BOULDER MASS SHOOTING SUSPECT ALISSA TO MAKE FIRST COURT APPEARANCE TODAY: The 21-year-old suspect in Monday’s mass shooting at a Boulder, Colorado, supermarket that left 10 people dead will make his first court appearance today (March 25th). Ahmad Al Aliwi Alissa has been jailed on 10 counts of murder since Tuesday, following his release from the hospital the day after the shooting after being treated for a leg wound. Meanwhile, more than 500 people gathered last night at a candlelight vigil in downtown Boulder in memory of the victims. Earlier in the day, hundreds paid their respects during a police procession taking the body of 51-year-old Officer Eric Talley to a funeral home. The father of seven was killed after being the first officer to respond to the supermarket.
NORTH KOREA TEST-FIRES BALLISTIC MISSILES FOR FIRST TIME IN BIDEN PRESIDENCY: North Korea test-fired ballistic missiles on Thursday morning (March 25) for the first time since President Biden took office. South Korea’s foreign minister expressed “deep concern” about the launches, while Japanese Prime Minister Yoshihide Suga said they threaten “peace and safety in Japan and the region.” The launches came one day after North Korea fired short-range weapons that were believed to be cruise missiles into the sea. They also come after Secretary of State Antony Blinken and Defense Secretary Lloyd Austin traveled to South Korea and Japan last week. While there, Blinken criticized North Korea’s nuclear program and human rights record.
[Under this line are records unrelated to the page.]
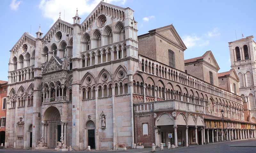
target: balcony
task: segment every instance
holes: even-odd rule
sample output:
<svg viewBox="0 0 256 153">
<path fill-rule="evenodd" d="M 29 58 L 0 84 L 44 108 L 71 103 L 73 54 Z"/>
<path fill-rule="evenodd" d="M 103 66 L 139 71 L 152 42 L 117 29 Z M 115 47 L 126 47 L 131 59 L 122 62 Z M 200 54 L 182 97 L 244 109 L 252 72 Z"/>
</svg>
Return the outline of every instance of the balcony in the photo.
<svg viewBox="0 0 256 153">
<path fill-rule="evenodd" d="M 53 97 L 45 98 L 44 99 L 43 103 L 49 103 L 63 101 L 67 101 L 67 97 L 66 96 L 57 97 L 56 98 L 54 98 Z"/>
<path fill-rule="evenodd" d="M 201 105 L 176 99 L 136 104 L 133 106 L 135 113 L 172 110 L 196 113 L 204 112 Z"/>
</svg>

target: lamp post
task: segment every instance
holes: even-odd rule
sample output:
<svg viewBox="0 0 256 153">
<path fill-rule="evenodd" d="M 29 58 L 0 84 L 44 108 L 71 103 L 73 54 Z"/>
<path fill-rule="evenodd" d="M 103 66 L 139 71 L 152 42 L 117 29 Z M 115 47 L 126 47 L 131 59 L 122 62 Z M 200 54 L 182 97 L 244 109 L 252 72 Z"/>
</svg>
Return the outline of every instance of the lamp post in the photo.
<svg viewBox="0 0 256 153">
<path fill-rule="evenodd" d="M 222 109 L 220 111 L 220 112 L 221 112 L 221 114 L 222 114 L 222 125 L 223 126 L 223 129 L 224 131 L 224 135 L 226 135 L 225 132 L 225 128 L 224 127 L 224 121 L 223 120 L 223 114 L 224 113 L 224 110 Z"/>
</svg>

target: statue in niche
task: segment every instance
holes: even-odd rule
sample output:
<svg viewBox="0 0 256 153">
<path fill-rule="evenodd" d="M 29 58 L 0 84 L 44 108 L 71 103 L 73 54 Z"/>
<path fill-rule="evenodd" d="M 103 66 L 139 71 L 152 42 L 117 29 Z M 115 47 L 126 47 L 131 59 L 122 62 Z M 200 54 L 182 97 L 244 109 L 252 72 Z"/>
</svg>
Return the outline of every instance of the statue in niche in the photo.
<svg viewBox="0 0 256 153">
<path fill-rule="evenodd" d="M 106 18 L 103 18 L 100 21 L 100 26 L 103 26 L 105 24 L 105 22 L 106 22 Z"/>
<path fill-rule="evenodd" d="M 104 115 L 101 116 L 101 128 L 106 128 L 106 117 Z"/>
</svg>

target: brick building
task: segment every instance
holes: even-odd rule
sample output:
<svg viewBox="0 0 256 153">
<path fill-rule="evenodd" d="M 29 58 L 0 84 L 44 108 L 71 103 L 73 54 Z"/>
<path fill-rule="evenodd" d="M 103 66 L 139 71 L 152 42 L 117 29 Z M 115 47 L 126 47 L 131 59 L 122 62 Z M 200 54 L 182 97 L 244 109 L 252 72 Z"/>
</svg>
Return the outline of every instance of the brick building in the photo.
<svg viewBox="0 0 256 153">
<path fill-rule="evenodd" d="M 4 145 L 6 122 L 7 81 L 0 80 L 0 144 Z"/>
<path fill-rule="evenodd" d="M 172 25 L 137 36 L 133 12 L 101 1 L 83 22 L 77 10 L 73 24 L 60 18 L 44 35 L 40 27 L 36 37 L 24 33 L 10 51 L 6 148 L 60 141 L 58 150 L 108 150 L 255 137 L 242 98 L 219 87 L 211 52 L 184 62 L 187 48 Z"/>
</svg>

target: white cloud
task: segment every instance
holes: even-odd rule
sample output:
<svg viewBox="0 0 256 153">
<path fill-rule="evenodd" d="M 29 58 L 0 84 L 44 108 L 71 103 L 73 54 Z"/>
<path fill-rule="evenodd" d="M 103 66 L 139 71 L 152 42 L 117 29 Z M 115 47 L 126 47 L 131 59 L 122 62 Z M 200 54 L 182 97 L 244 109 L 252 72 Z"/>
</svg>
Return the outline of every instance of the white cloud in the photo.
<svg viewBox="0 0 256 153">
<path fill-rule="evenodd" d="M 10 4 L 11 9 L 13 10 L 17 10 L 21 2 L 21 1 L 18 1 L 16 2 L 16 0 L 12 0 Z"/>
<path fill-rule="evenodd" d="M 206 35 L 209 37 L 215 37 L 220 35 L 220 33 L 219 32 L 219 28 L 216 27 L 211 31 L 208 32 L 206 34 Z"/>
<path fill-rule="evenodd" d="M 149 17 L 144 17 L 142 18 L 143 21 L 144 22 L 148 22 L 150 19 L 155 18 L 155 17 L 154 15 L 151 15 Z"/>
<path fill-rule="evenodd" d="M 195 35 L 186 35 L 182 37 L 183 42 L 187 47 L 193 47 L 197 45 L 201 38 Z"/>
<path fill-rule="evenodd" d="M 206 46 L 210 43 L 209 39 L 220 35 L 219 28 L 214 28 L 212 30 L 208 31 L 206 33 L 198 36 L 195 34 L 186 35 L 182 37 L 182 40 L 188 48 L 196 47 Z"/>
<path fill-rule="evenodd" d="M 76 8 L 78 14 L 82 16 L 89 14 L 92 11 L 101 0 L 76 0 L 71 3 L 70 0 L 41 0 L 39 4 L 43 16 L 50 18 L 54 23 L 59 17 L 59 13 L 61 12 L 60 18 L 62 20 L 73 23 L 73 17 L 76 14 Z M 108 3 L 115 3 L 124 4 L 126 0 L 108 0 Z M 106 0 L 105 1 L 106 2 Z M 65 16 L 64 18 L 64 11 Z"/>
</svg>

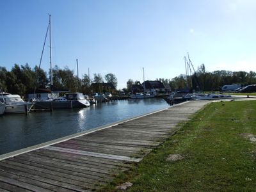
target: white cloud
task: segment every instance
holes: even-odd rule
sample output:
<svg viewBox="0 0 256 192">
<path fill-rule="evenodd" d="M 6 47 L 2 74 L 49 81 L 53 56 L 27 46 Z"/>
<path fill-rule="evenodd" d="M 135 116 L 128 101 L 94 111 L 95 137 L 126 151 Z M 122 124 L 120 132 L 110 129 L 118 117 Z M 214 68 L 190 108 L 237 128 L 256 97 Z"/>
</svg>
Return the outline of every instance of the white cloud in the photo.
<svg viewBox="0 0 256 192">
<path fill-rule="evenodd" d="M 212 64 L 207 70 L 212 72 L 214 70 L 230 70 L 230 71 L 256 71 L 256 60 L 242 60 L 235 62 L 221 61 Z"/>
<path fill-rule="evenodd" d="M 194 29 L 193 28 L 190 28 L 189 29 L 189 33 L 195 33 L 195 30 L 194 30 Z"/>
</svg>

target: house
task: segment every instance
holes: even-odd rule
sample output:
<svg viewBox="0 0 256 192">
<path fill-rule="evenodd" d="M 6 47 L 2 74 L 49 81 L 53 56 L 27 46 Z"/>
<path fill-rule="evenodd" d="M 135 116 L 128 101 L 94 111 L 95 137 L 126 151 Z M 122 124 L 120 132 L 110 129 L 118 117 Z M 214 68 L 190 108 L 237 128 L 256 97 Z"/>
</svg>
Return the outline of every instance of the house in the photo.
<svg viewBox="0 0 256 192">
<path fill-rule="evenodd" d="M 90 88 L 93 92 L 96 93 L 110 93 L 116 90 L 111 83 L 92 83 Z"/>
<path fill-rule="evenodd" d="M 143 92 L 143 86 L 141 85 L 140 81 L 138 81 L 136 84 L 132 85 L 132 94 L 135 94 L 136 93 L 142 93 Z"/>
</svg>

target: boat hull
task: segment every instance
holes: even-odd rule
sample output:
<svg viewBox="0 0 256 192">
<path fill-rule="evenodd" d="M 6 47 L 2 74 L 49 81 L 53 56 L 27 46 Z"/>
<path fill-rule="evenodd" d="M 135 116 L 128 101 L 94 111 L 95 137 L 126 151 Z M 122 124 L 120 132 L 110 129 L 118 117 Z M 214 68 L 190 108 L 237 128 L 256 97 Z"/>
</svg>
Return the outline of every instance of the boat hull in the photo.
<svg viewBox="0 0 256 192">
<path fill-rule="evenodd" d="M 148 98 L 153 98 L 155 95 L 134 95 L 131 96 L 131 99 L 148 99 Z"/>
<path fill-rule="evenodd" d="M 5 110 L 5 104 L 0 102 L 0 115 L 3 115 Z"/>
<path fill-rule="evenodd" d="M 83 108 L 90 106 L 90 102 L 87 100 L 66 100 L 66 101 L 36 101 L 34 103 L 34 108 L 38 109 L 72 109 Z"/>
<path fill-rule="evenodd" d="M 24 103 L 24 104 L 6 104 L 5 106 L 4 113 L 12 114 L 12 113 L 29 113 L 32 108 L 33 103 Z"/>
</svg>

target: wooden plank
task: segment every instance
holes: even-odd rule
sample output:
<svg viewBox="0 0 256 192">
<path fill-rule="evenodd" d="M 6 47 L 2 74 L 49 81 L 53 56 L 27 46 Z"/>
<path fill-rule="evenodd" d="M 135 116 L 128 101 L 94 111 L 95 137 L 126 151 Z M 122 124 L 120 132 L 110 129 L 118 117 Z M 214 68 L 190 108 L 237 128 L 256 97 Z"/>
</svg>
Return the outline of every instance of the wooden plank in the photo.
<svg viewBox="0 0 256 192">
<path fill-rule="evenodd" d="M 49 175 L 49 174 L 47 175 L 42 172 L 38 175 L 35 172 L 33 172 L 33 173 L 24 172 L 15 168 L 4 166 L 2 164 L 0 165 L 0 170 L 1 170 L 1 175 L 12 175 L 12 177 L 18 179 L 24 177 L 26 178 L 26 182 L 29 182 L 31 184 L 36 183 L 36 186 L 44 187 L 45 189 L 56 191 L 70 191 L 70 190 L 83 191 L 88 189 L 87 186 L 83 184 L 83 182 L 78 183 L 77 181 L 70 180 L 73 184 L 67 183 L 67 180 L 64 182 L 65 179 L 60 177 L 52 175 Z M 31 171 L 30 170 L 30 172 Z M 33 180 L 29 179 L 29 178 L 33 178 Z M 78 184 L 81 185 L 79 186 Z M 82 184 L 83 186 L 81 186 Z"/>
<path fill-rule="evenodd" d="M 53 188 L 54 188 L 52 185 L 38 182 L 30 178 L 17 175 L 15 173 L 11 174 L 3 171 L 0 172 L 0 181 L 33 191 L 51 192 L 53 190 Z M 68 191 L 68 190 L 66 191 Z"/>
<path fill-rule="evenodd" d="M 91 156 L 85 156 L 83 155 L 79 154 L 72 154 L 65 153 L 65 152 L 60 152 L 54 151 L 54 153 L 52 151 L 49 151 L 48 150 L 45 150 L 44 148 L 40 148 L 39 150 L 36 150 L 35 151 L 31 152 L 32 154 L 36 154 L 40 156 L 45 156 L 49 157 L 54 157 L 55 155 L 58 156 L 59 157 L 63 156 L 63 158 L 70 157 L 72 157 L 76 159 L 81 159 L 83 161 L 86 161 L 86 162 L 94 162 L 96 163 L 104 164 L 106 165 L 110 166 L 123 166 L 123 163 L 122 161 L 120 160 L 115 160 L 115 159 L 103 159 L 103 158 L 95 158 L 94 157 Z"/>
<path fill-rule="evenodd" d="M 31 192 L 33 191 L 0 181 L 0 191 Z"/>
<path fill-rule="evenodd" d="M 133 158 L 122 156 L 115 156 L 115 155 L 106 154 L 101 153 L 91 152 L 79 150 L 68 149 L 62 147 L 56 147 L 53 146 L 49 146 L 45 147 L 45 148 L 48 150 L 60 151 L 60 152 L 63 151 L 74 154 L 81 154 L 88 156 L 99 157 L 100 158 L 122 160 L 122 161 L 131 161 L 131 162 L 139 162 L 141 160 L 141 159 L 140 158 Z"/>
<path fill-rule="evenodd" d="M 209 102 L 189 102 L 0 162 L 0 190 L 87 191 L 110 181 Z M 143 151 L 143 154 L 141 153 Z M 18 191 L 17 189 L 20 189 Z"/>
<path fill-rule="evenodd" d="M 108 180 L 108 179 L 111 179 L 111 177 L 108 177 L 106 175 L 98 175 L 97 174 L 90 174 L 90 173 L 88 173 L 84 172 L 83 170 L 77 169 L 76 168 L 63 168 L 61 166 L 52 166 L 48 164 L 43 164 L 40 163 L 34 163 L 32 161 L 23 161 L 22 159 L 19 159 L 20 157 L 15 157 L 13 158 L 11 161 L 8 159 L 8 161 L 4 161 L 6 164 L 12 164 L 14 166 L 19 166 L 21 167 L 28 167 L 31 168 L 32 169 L 37 169 L 37 168 L 43 168 L 45 171 L 56 171 L 60 173 L 64 173 L 67 174 L 70 174 L 72 175 L 75 175 L 77 177 L 80 177 L 81 178 L 84 177 L 87 180 L 99 180 L 100 182 L 104 182 L 105 180 Z M 4 161 L 4 160 L 3 160 Z"/>
</svg>

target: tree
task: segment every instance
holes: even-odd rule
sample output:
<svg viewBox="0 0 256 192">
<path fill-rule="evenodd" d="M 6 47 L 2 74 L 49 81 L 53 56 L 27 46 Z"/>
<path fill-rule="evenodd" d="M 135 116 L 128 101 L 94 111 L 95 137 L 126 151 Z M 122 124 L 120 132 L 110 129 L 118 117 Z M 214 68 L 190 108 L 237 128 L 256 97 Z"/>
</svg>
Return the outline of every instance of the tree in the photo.
<svg viewBox="0 0 256 192">
<path fill-rule="evenodd" d="M 126 88 L 127 92 L 132 91 L 132 84 L 134 84 L 134 81 L 132 79 L 129 79 L 128 81 L 126 83 Z"/>
<path fill-rule="evenodd" d="M 117 78 L 116 77 L 116 76 L 113 74 L 108 74 L 105 76 L 105 80 L 107 83 L 112 83 L 115 88 L 116 88 Z"/>
<path fill-rule="evenodd" d="M 7 89 L 6 86 L 7 70 L 5 67 L 0 67 L 0 89 L 3 91 Z"/>
<path fill-rule="evenodd" d="M 94 78 L 93 78 L 93 83 L 104 83 L 102 76 L 100 75 L 100 74 L 94 74 Z"/>
</svg>

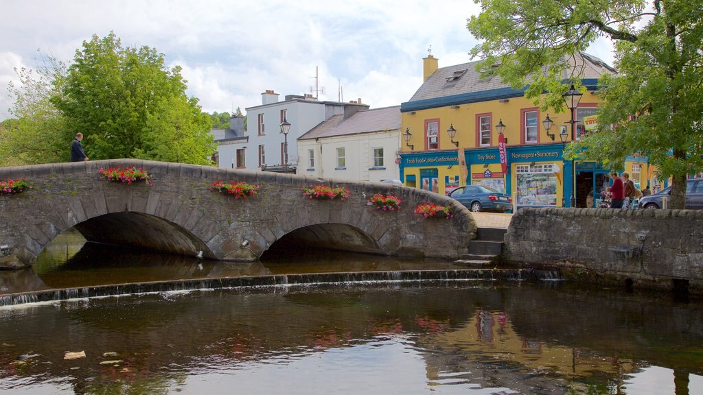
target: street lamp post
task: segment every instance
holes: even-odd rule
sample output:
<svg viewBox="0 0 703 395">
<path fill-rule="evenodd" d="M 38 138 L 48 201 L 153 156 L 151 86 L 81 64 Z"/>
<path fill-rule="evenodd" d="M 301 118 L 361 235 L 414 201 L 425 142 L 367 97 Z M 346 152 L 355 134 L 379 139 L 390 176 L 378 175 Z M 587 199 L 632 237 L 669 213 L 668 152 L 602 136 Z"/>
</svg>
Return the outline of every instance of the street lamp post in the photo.
<svg viewBox="0 0 703 395">
<path fill-rule="evenodd" d="M 290 122 L 283 118 L 280 122 L 280 132 L 283 134 L 283 166 L 288 168 L 288 131 L 290 131 Z"/>
<path fill-rule="evenodd" d="M 574 112 L 576 110 L 576 108 L 579 107 L 579 102 L 581 101 L 581 97 L 583 96 L 574 87 L 574 84 L 572 84 L 569 90 L 567 91 L 562 97 L 564 98 L 564 103 L 566 103 L 567 107 L 569 108 L 569 112 L 571 112 L 571 119 L 567 123 L 571 124 L 572 127 L 572 143 L 576 141 L 576 124 L 578 121 L 574 119 Z M 560 135 L 560 138 L 561 138 L 561 135 Z M 566 141 L 566 139 L 562 139 L 562 141 Z M 569 205 L 572 207 L 576 207 L 576 160 L 572 161 L 572 167 L 574 167 L 573 171 L 573 179 L 572 181 L 572 186 L 573 190 L 572 191 L 571 199 L 569 200 Z"/>
</svg>

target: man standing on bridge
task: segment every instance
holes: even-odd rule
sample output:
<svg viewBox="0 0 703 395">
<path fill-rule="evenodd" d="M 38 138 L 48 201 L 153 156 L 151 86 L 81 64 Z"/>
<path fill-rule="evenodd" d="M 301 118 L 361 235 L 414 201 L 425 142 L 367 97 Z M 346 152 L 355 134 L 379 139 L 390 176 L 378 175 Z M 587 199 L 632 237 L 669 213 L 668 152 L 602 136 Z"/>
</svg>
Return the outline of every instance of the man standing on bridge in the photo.
<svg viewBox="0 0 703 395">
<path fill-rule="evenodd" d="M 73 139 L 73 143 L 71 143 L 71 162 L 88 160 L 88 157 L 83 152 L 83 145 L 81 144 L 81 140 L 83 140 L 83 134 L 77 133 L 76 138 Z"/>
</svg>

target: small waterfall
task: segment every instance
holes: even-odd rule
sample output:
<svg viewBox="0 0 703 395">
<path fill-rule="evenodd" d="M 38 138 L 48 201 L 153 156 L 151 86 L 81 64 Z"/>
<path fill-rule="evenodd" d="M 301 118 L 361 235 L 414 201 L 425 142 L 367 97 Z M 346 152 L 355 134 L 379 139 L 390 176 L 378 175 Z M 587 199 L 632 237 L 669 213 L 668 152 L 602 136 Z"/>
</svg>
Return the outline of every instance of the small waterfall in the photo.
<svg viewBox="0 0 703 395">
<path fill-rule="evenodd" d="M 557 269 L 538 269 L 534 271 L 537 278 L 545 281 L 561 281 L 564 280 L 562 273 Z"/>
<path fill-rule="evenodd" d="M 24 293 L 0 294 L 0 307 L 30 303 L 84 299 L 91 297 L 143 293 L 188 292 L 244 287 L 287 287 L 306 284 L 344 284 L 352 283 L 399 283 L 404 281 L 496 281 L 500 280 L 562 280 L 558 270 L 534 268 L 435 269 L 349 273 L 320 273 L 222 277 L 216 278 L 156 281 L 66 288 Z"/>
</svg>

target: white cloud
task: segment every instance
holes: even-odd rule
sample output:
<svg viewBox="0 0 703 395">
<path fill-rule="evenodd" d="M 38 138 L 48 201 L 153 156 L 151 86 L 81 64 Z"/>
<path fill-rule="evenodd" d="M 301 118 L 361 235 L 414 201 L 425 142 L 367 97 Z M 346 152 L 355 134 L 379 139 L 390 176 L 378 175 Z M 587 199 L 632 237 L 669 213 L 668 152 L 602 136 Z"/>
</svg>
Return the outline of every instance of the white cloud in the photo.
<svg viewBox="0 0 703 395">
<path fill-rule="evenodd" d="M 30 66 L 37 49 L 70 61 L 84 40 L 114 31 L 123 46 L 155 48 L 168 63 L 181 65 L 188 94 L 205 111 L 257 105 L 266 89 L 282 96 L 309 93 L 316 67 L 325 89 L 321 98 L 337 100 L 341 84 L 345 101 L 362 98 L 375 108 L 410 98 L 430 45 L 440 67 L 470 61 L 467 53 L 476 41 L 466 19 L 479 6 L 439 3 L 13 1 L 3 7 L 0 48 L 19 57 L 15 63 Z M 607 61 L 607 44 L 595 48 L 594 55 Z M 6 79 L 6 72 L 0 78 Z"/>
<path fill-rule="evenodd" d="M 25 65 L 19 55 L 12 52 L 0 52 L 0 86 L 3 87 L 0 91 L 4 93 L 0 96 L 0 119 L 10 117 L 8 109 L 12 106 L 12 98 L 5 88 L 11 81 L 15 81 L 15 84 L 18 84 L 15 69 L 19 70 L 22 67 Z"/>
</svg>

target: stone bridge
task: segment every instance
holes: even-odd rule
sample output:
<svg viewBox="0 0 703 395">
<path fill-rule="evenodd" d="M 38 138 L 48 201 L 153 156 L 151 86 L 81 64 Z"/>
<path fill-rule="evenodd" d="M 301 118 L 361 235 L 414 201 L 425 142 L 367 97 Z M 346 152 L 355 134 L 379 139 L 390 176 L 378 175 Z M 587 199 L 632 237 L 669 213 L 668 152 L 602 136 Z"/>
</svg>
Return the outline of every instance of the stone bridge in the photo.
<svg viewBox="0 0 703 395">
<path fill-rule="evenodd" d="M 129 165 L 153 185 L 110 182 L 101 168 Z M 448 198 L 392 184 L 135 160 L 0 168 L 0 181 L 25 179 L 33 188 L 0 196 L 0 259 L 31 264 L 44 246 L 75 227 L 89 241 L 205 259 L 250 261 L 273 243 L 292 253 L 309 247 L 425 258 L 456 259 L 475 238 L 476 223 Z M 236 199 L 209 190 L 217 180 L 259 184 L 258 196 Z M 347 187 L 340 201 L 309 199 L 302 187 Z M 375 209 L 375 193 L 402 200 L 396 212 Z M 450 205 L 449 219 L 420 218 L 420 203 Z M 7 265 L 6 265 L 7 266 Z"/>
</svg>

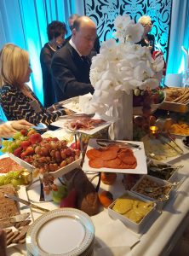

BIDEN PUTS HARRIS IN CHARGE OF EFFORT TO RESPOND TO MIGRANT SURGE AT THE BORDER: President Biden announced Wednesday (March 24th) that he’d put Vice President Kamala Harris in charge of leading the effort to respond to the surge of migrants at the border with Mexico, including many unaccompanied minors who’ve been arriving in recent weeks. Part of that will involve working with Central American nations where the migrants are coming from to try to address the problems that are driving them to leave, and to push those nations to strengthen enforcement of their own borders. Harris said yesterday, “Needless to say, the work will not be easy. But it is important work.” The administration has moved to open more than 10,000 new beds in facilities including convention centers and former oilfield camps, as well as in new facilities, to house the minors crossing the border.
ASTRAZENECA SAYS COVID VACCINE GIVES 76 PERCENT PROTECTION AFTER DISPUTE WITH U.S. OFFICIALS: AstraZeneca said yesterday (March 24th) that its Covid-19 vaccine gives 76 percent protection, three percentage points lower than the 79 percent it had said earlier in the week. The change came after it counted additional illness in a recalculation, after the earlier results had led to a dispute with U.S. officials. On Tuesday, an independent panel that oversees the study had accused AstraZeneca of cherry-picking data in presenting the 79 percent figure, saying it had left out some Covid cases. In response, the National Institutes of Health took the unusual step of publicly calling on AstraZeneca to fix the issue. AstraZeneca has been hoping the study findings would boost confidence in the vaccine. Although it’s being widely used in Europe and other countries, earlier studies had shown inconsistent data about its effectiveness, and some countries paused using it last week after there was concern about blood clots. AstraZeneca plans to seek FDA clearance of the vaccine for use in the U.S. within a few weeks.
CARGO SHIP STUCK IN SUEZ CANAL AFFECTING GLOBAL SHIPPING: Efforts are continuing today (March 25th) to try to free a huge cargo ship that’s stuck across Egypt’s Suez Canal, affecting global shipping as other vessels aren’t able to pass through the canal in either direction. At least 150 other ships were waiting for the Japanese-owned ship Ever Given to be freed so that they could proceed. The Ever Given, among the largest cargo ships in the world with a length of nearly a quarter mile, got stuck on Tuesday in the canal between continental Africa and the Sinai Peninsula.
VIRGINIA OUTLAWS DEATH PENALTY: Virginia Governor Ralph Northam signed legislation yesterday (March 24th) abolishing the death penalty, become the 23rd state to do so. The legislation signed by Northam, who’s a Democrat, came after the new Democratic majority in the state’s legislature passed the measure, having argued the death penalty is disproportionately given to people of color, the poor and the mentally ill. It’s a major turnaround for Virginia, which had the second-highest number of executions in the U.S. Only two men are still on Virginia’s death row, and their sentences will be converted to life in prison without parole.